Rep. Abigail Spanberger (D-Va.), in a tight reelection campaign against Republican Yesli Vega in the state’s redrawn 7th District, said she opposed the bill.
“I don’t support this legislation, and it does not have a path forward in the General Assembly,” Spanberger said in a written statement. “It’s unclear how this proposed legislation intends to actually help transgender children and their families, which is what we should focus on.”
Guzman did not respond to an interview request but defended herself on Twitter Friday, saying reporter Nick Minock of WJLA-TV in Washington misrepresented the legislation in his news report.
“The 2020 bill was a child safety bill that would have simply protected children from ‘physical or mental injury on the basis of the child’s gender identity or sexual orientation,’ ” she tweeted. “The way the bill was presented in the article was patently wrong.”
A WJLA representative returned a message seeking comment from Minock, declining to comment on behalf of the station. Minock did not immediately respond to a message sent through Twitter.
On Friday night, the station posted Guzman’s entire interview with Minock on its website, about 20 minutes of unedited video. It shows one exchange, not shown in the original report, in which Guzman flatly disputes the notion that a parent’s refusal to “affirm” a child’s LGBTQ identity could be grounds for prosecution.
“Are you saying non-affirming parents are committing abuse against their children if they don’t affirm their gender identity or sexual orientation?” Minock asked.
“No,” Guzman said, “I’m not saying that.”
Minock used the word “affirm” several times when referring to the bill, and Guzman never pointed out that the word is not in the bill.
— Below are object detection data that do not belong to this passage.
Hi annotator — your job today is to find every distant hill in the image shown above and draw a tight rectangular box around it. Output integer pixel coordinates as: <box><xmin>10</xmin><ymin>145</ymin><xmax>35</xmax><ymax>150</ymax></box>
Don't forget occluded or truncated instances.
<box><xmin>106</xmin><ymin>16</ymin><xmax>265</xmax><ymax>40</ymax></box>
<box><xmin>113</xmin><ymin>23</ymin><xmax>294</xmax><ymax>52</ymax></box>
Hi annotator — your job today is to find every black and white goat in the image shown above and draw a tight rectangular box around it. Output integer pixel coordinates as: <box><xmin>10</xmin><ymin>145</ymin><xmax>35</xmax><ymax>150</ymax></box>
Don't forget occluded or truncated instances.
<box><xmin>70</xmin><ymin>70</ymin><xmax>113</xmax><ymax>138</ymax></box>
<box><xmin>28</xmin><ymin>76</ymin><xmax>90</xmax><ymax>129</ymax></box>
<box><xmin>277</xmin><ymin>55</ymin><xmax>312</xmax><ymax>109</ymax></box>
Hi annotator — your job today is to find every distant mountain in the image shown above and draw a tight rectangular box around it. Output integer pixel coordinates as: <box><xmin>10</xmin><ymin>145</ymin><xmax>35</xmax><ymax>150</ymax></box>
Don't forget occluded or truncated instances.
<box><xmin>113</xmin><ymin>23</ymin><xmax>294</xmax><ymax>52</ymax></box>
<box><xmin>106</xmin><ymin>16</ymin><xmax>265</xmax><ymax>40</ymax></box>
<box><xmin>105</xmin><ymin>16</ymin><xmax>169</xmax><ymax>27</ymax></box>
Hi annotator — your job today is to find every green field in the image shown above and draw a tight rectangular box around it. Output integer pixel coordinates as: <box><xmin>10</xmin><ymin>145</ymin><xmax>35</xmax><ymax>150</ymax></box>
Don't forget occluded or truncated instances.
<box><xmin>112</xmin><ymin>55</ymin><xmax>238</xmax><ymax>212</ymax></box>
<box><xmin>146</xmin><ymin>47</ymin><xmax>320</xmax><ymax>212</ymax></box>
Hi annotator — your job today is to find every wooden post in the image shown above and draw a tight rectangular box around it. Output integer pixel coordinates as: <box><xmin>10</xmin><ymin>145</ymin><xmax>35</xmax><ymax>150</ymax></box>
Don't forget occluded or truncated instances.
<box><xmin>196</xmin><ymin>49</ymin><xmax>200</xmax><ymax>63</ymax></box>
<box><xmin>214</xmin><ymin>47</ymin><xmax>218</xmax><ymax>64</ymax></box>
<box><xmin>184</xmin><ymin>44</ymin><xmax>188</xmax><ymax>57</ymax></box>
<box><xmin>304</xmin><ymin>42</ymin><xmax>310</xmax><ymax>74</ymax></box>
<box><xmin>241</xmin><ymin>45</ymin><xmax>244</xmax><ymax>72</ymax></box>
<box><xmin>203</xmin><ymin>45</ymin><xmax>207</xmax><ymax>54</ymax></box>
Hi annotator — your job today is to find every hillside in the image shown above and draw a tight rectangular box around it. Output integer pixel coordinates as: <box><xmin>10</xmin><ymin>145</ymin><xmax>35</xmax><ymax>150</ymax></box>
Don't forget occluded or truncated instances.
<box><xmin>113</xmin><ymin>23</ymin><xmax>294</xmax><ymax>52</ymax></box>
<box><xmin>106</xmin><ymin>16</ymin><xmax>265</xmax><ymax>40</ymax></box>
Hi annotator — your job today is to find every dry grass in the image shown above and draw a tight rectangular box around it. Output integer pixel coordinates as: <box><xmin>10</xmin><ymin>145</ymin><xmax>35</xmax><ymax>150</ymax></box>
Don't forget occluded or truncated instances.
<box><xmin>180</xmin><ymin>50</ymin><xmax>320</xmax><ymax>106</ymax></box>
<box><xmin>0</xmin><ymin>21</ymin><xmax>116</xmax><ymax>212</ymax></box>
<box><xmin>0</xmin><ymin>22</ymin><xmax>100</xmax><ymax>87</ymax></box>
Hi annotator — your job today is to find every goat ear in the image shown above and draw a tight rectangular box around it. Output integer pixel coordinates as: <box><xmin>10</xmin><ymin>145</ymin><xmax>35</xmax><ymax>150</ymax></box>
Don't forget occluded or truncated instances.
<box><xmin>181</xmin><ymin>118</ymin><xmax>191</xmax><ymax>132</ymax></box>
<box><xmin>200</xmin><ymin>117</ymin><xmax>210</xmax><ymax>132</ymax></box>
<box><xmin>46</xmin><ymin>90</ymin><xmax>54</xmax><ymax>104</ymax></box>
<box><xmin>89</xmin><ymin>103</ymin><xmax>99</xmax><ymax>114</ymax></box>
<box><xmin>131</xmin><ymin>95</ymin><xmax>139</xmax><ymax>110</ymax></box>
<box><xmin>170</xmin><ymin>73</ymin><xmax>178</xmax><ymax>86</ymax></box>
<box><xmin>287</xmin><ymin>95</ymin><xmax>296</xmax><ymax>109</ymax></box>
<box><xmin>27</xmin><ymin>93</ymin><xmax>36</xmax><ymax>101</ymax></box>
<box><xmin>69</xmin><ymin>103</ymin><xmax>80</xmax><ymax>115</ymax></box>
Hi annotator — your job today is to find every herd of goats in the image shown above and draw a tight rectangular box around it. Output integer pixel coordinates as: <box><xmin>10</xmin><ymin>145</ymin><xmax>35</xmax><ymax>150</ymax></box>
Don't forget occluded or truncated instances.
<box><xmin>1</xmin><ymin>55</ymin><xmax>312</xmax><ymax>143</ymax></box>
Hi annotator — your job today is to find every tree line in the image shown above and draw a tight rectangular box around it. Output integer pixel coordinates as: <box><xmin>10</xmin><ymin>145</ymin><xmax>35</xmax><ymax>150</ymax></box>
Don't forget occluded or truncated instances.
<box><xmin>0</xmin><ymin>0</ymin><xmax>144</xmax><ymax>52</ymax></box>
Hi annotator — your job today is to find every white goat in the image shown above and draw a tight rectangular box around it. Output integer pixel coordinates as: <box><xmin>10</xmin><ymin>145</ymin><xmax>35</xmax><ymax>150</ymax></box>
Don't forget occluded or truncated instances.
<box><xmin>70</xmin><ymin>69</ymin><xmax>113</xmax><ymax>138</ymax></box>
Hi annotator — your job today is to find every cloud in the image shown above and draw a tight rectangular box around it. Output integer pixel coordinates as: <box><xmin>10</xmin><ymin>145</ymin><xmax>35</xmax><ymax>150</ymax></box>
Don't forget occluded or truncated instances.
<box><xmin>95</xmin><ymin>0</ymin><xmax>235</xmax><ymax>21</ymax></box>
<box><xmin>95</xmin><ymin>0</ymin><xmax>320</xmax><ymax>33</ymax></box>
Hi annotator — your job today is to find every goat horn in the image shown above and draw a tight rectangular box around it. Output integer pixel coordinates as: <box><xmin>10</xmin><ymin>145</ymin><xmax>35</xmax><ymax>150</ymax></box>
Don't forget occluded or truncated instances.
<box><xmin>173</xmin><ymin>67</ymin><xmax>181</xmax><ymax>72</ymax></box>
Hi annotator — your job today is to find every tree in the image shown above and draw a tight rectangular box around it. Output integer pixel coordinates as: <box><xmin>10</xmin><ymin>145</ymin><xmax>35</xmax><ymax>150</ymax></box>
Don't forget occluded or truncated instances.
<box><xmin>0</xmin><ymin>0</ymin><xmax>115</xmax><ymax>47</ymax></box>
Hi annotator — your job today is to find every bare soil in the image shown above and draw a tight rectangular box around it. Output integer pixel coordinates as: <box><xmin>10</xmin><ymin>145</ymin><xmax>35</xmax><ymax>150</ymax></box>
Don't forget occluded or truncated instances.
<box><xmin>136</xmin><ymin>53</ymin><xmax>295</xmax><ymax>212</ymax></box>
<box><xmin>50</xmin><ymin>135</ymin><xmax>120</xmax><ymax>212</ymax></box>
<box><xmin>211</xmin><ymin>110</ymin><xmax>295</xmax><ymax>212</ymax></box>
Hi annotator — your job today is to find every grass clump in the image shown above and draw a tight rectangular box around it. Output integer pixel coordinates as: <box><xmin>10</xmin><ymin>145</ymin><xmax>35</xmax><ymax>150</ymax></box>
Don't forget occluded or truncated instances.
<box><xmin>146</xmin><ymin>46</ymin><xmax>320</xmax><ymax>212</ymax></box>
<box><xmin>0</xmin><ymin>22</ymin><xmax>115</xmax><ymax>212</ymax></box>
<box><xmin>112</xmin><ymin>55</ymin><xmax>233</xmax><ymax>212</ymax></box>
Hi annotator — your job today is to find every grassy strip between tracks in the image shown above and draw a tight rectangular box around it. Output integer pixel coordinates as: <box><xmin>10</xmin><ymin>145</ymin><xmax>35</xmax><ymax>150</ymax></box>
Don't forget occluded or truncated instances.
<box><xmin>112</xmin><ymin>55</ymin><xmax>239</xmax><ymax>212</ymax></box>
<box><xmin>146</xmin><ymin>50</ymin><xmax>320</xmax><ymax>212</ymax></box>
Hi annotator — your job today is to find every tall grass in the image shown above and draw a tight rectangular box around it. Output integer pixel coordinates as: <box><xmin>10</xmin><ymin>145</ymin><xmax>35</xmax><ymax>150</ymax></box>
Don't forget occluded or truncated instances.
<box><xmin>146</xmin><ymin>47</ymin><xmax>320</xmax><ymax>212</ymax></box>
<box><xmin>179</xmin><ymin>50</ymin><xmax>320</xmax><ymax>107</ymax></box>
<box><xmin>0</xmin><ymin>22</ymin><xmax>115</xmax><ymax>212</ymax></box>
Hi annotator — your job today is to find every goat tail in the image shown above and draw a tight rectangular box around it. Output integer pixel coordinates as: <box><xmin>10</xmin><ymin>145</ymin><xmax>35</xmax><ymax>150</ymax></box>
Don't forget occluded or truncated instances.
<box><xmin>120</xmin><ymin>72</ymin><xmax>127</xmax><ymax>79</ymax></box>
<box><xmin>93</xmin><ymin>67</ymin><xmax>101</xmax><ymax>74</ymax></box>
But she said nothing about seeking criminal charges for anything other than the physical or mental abuse described in her original bill.
“So this law is telling you, ‘Do not abuse your children because they are LGBTQ,’ ” she said at one point.
Garren Shipley, spokesman for the House GOP leadership, disputed the idea that Guzman’s bill or words had been misrepresented.
“If that bill was misrepresented then she misrepresented it when she spoke to that reporter,” he said, noting that she did not correct Minock when he repeatedly used the word “affirm.”
House Minority Leader Don L. Scott Jr. (D-Portsmouth) said he had spoken with Guzman and she assured him she had no intention of introducing the bill.
“She said her comments were taken out of context and that she does not want to criminalize any parents,” Scott said. “She has assured me that that bill will not be introduced.”
If such a bill were introduced, he added, “it would be dead on arrival.”
State law already protects children against abuse, Scott said; there’s no need for further legislation.
Scott pointed out that the bill Guzman introduced in 2020 died in a House subcommittee at a time when Democrats controlled the House, Senate and Executive Mansion.
“I don’t remember it,” said Del. Mark D. Sickles (D-Fairfax), who was chairman of the Health Welfare and Institutions Committee in 2020 when the bill was introduced. “It never made it to the full committee so that’s not much of a splash.”
“Obviously this is a rich target for our Republican friends to exploit,” Sickles said of the bill.
Scott accused Republicans of twisting Guzman’s position and using the topic to try to sow division because “they have nothing else to talk about.”
“Anyone trying to use these kids as fodder in culture wars — it’s wrong, on either side,” Scott said. “It angers me that we’re putting the most vulnerable kids in the crosshairs for our culture wars. It’s shameful, it’s sad.”
Meagan Flynn contributed to this report. This article was updated to include that the station had posted the entire 20-minute video of the unedited Guzman interview Friday night.